The Ex Talk by Rachel Lynn Solomon

This book was the first book I was excited about in 2021 and it didn’t let me down! 4 stars!

This book lives and breathes talk radio, Seattle weather, and adopted ugly dogs. I am here for it. Shay has been producing at a public radio station for 10 years and has been annoyed for the last one year about a new hire, journalist Dominic-With-The-Good-Forearms.

The radio station is making cuts and in order to save theirs, Shay pitches a show where ex’s give relationship advice to callers. Her boss goes gaga and insists that Dominic be her ex. They are nervous to lie to their audience, but their jobs are on the line.

This book has A++ banter!! So many good lines! Shay does not miss an opportunity to razz Dominic about his master’s degree or his frequency at leaning.

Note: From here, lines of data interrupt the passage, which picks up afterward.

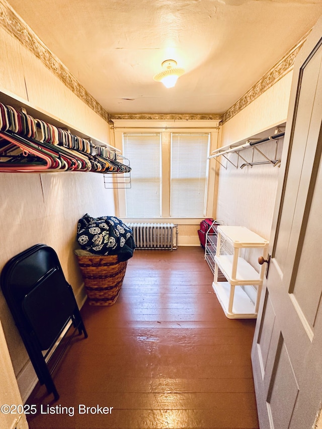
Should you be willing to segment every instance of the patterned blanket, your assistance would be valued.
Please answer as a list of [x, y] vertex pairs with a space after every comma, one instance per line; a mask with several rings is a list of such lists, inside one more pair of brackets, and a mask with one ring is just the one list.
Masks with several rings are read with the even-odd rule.
[[94, 218], [87, 213], [78, 220], [77, 241], [94, 254], [117, 254], [120, 262], [132, 258], [135, 248], [132, 229], [115, 216]]

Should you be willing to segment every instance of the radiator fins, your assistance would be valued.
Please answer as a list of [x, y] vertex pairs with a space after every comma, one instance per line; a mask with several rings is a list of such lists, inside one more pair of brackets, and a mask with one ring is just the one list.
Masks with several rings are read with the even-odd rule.
[[133, 230], [137, 249], [172, 250], [178, 247], [178, 225], [173, 223], [127, 223], [126, 225]]

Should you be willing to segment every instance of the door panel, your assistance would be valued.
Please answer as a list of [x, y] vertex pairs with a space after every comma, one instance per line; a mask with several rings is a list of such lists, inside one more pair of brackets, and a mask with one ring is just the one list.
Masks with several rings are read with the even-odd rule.
[[322, 405], [322, 18], [296, 60], [252, 352], [261, 429], [310, 429]]
[[270, 387], [267, 402], [272, 427], [288, 427], [299, 388], [281, 334], [275, 355], [273, 375]]
[[267, 292], [264, 304], [263, 315], [261, 320], [257, 342], [258, 345], [258, 353], [261, 365], [262, 376], [264, 377], [275, 321], [275, 314], [274, 308]]

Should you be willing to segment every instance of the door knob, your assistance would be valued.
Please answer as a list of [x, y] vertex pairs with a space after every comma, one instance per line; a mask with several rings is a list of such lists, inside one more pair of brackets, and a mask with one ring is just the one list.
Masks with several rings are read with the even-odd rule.
[[263, 264], [264, 263], [264, 262], [267, 262], [267, 264], [268, 264], [268, 263], [269, 262], [270, 262], [269, 259], [264, 259], [264, 256], [260, 256], [258, 258], [258, 263], [260, 264], [260, 265], [263, 265]]

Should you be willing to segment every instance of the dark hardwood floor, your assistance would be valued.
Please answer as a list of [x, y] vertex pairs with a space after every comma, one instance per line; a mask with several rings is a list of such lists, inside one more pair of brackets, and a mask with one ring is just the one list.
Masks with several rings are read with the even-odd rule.
[[114, 305], [82, 308], [59, 400], [33, 392], [30, 429], [258, 429], [255, 321], [226, 318], [212, 280], [201, 247], [135, 250]]

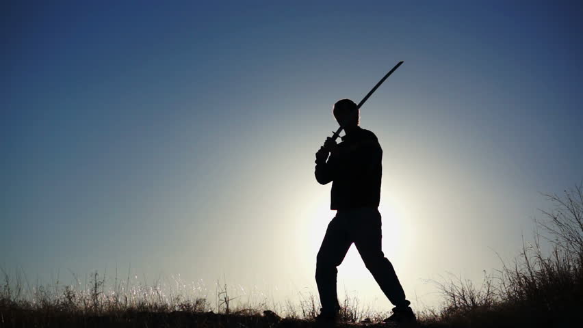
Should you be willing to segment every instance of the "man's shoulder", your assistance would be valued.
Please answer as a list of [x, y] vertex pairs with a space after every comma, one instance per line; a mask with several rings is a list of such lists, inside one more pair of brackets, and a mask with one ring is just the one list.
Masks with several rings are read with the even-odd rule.
[[376, 135], [375, 135], [372, 131], [362, 128], [361, 128], [361, 133], [362, 134], [363, 139], [378, 142], [378, 138], [376, 137]]

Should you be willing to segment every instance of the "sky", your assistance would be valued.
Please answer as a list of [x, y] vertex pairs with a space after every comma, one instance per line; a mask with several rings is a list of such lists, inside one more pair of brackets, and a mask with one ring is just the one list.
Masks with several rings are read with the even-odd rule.
[[[0, 267], [315, 295], [315, 152], [367, 100], [383, 251], [417, 308], [583, 180], [578, 1], [3, 1]], [[391, 307], [353, 246], [339, 294]], [[177, 278], [179, 277], [179, 278]], [[254, 294], [255, 293], [255, 294]]]

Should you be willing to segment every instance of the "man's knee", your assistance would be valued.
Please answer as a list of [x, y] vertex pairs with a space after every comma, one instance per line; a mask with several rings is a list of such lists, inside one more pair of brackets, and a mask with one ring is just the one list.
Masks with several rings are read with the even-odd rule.
[[330, 273], [338, 272], [336, 269], [339, 264], [331, 261], [328, 256], [318, 254], [316, 256], [316, 277], [319, 275], [327, 275]]
[[366, 269], [371, 272], [382, 269], [387, 266], [391, 269], [393, 267], [391, 262], [382, 252], [363, 257], [363, 262], [364, 262]]

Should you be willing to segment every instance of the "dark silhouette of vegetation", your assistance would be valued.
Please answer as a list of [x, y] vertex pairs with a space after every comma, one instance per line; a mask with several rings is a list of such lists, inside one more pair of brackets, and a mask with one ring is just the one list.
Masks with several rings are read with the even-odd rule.
[[[485, 274], [481, 285], [454, 277], [438, 284], [444, 297], [439, 310], [418, 312], [420, 327], [583, 327], [583, 189], [563, 195], [546, 195], [552, 208], [543, 210], [532, 243], [502, 268]], [[542, 242], [550, 245], [545, 251]], [[547, 247], [549, 248], [549, 247]], [[31, 286], [23, 273], [2, 271], [0, 327], [313, 327], [319, 312], [318, 298], [300, 294], [298, 304], [276, 307], [268, 302], [239, 302], [217, 284], [216, 304], [205, 298], [184, 296], [164, 286], [131, 285], [117, 275], [108, 289], [105, 275], [94, 273], [84, 284]], [[341, 323], [383, 325], [386, 313], [360, 307], [346, 295]], [[283, 318], [277, 313], [284, 314]], [[383, 325], [387, 327], [386, 325]]]
[[[445, 305], [428, 321], [456, 327], [583, 327], [582, 185], [545, 196], [553, 207], [541, 210], [534, 241], [523, 239], [519, 256], [502, 261], [480, 286], [461, 278], [439, 284]], [[541, 238], [551, 245], [548, 254]]]

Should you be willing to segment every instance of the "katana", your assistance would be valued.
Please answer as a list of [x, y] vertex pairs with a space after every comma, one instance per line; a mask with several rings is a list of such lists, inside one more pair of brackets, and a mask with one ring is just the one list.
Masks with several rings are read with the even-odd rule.
[[[399, 62], [396, 65], [395, 65], [395, 67], [393, 67], [391, 70], [389, 70], [388, 73], [387, 73], [386, 75], [383, 77], [383, 79], [381, 79], [380, 81], [379, 81], [378, 83], [376, 83], [376, 85], [375, 85], [374, 87], [373, 87], [372, 90], [371, 90], [368, 92], [368, 94], [367, 94], [367, 95], [365, 96], [365, 98], [363, 98], [363, 100], [361, 100], [360, 102], [359, 102], [359, 105], [357, 106], [356, 113], [359, 112], [359, 109], [361, 108], [361, 107], [363, 105], [363, 104], [365, 103], [365, 102], [369, 98], [369, 97], [370, 97], [370, 96], [375, 91], [376, 91], [376, 90], [378, 88], [378, 87], [380, 87], [380, 85], [383, 84], [383, 82], [385, 82], [385, 80], [386, 80], [387, 78], [389, 77], [391, 74], [393, 74], [393, 72], [396, 71], [397, 70], [397, 68], [398, 68], [399, 66], [401, 66], [402, 64], [403, 64], [403, 61]], [[338, 137], [340, 137], [340, 133], [342, 132], [342, 130], [344, 130], [344, 126], [343, 126], [341, 124], [340, 127], [338, 128], [338, 130], [336, 130], [336, 132], [334, 132], [334, 134], [332, 135], [332, 137], [331, 137], [332, 140], [335, 141], [336, 139], [338, 139]]]

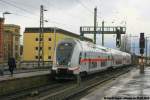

The Ex Talk is Rachel Lynn Solomon’s first foray into adult romance, coming from the YA world (SEE POST: TODAY TONIGHT TOMORROW). —Ford

——-

This is a re-write. I wrote this review last night, but I kept thinking about how maybe this review was about me and not about how well the dialogue was written or how real the people and places felt.
So here is the re-write, old version in parenthesis.

Shay is a character I am jealous of. I am older than her and though I worked jobs that I loved I have yet to get it together enough to own a house or have enough safety net to job-shop for 6 months. Good on her! (Shay was not a character I could relate to on too many topics. Though I am proud of her for all she achieved. I found it hard to sympathize with her struggles as a 29-year-old with a job she loved and a house, a dog, and a good relationship with her mom. (Again, nothing wrong with any of this, I just had a hard time connecting to her struggles).)

Dominic remains a relative mystery to me, even on a second pass. I appreciate that he is the noob in their sexual relationship, though there is still the troupe of being absolutely brilliant at sexual exploits despite the lack of experience. (Dominic was interesting, not precisely complex, but nice and open. I never caught onto why he was so focused on telling everyone about his graduate studies. It didn't endear him to me.)

This part is still very true. (I appreciated their communication with each other, their relationships with their friends, their love of Seattle and NPR. Side bump, NPR.)

The podcast they produce is one that I would definitely listen to or maybe even produce. (Life imitates art imitates life) Compelling storytelling is an impressive art.

I wish there was a punchier resolution to what happens to misogynists. It was a solid arc and it landed too softly for me.

Shay and Dominic were nice, the book was nice, the podcast was nice.

I do love Rachel Lynn Solomon's voice, so I am looking forward to other stories she has to tell us. - Sky.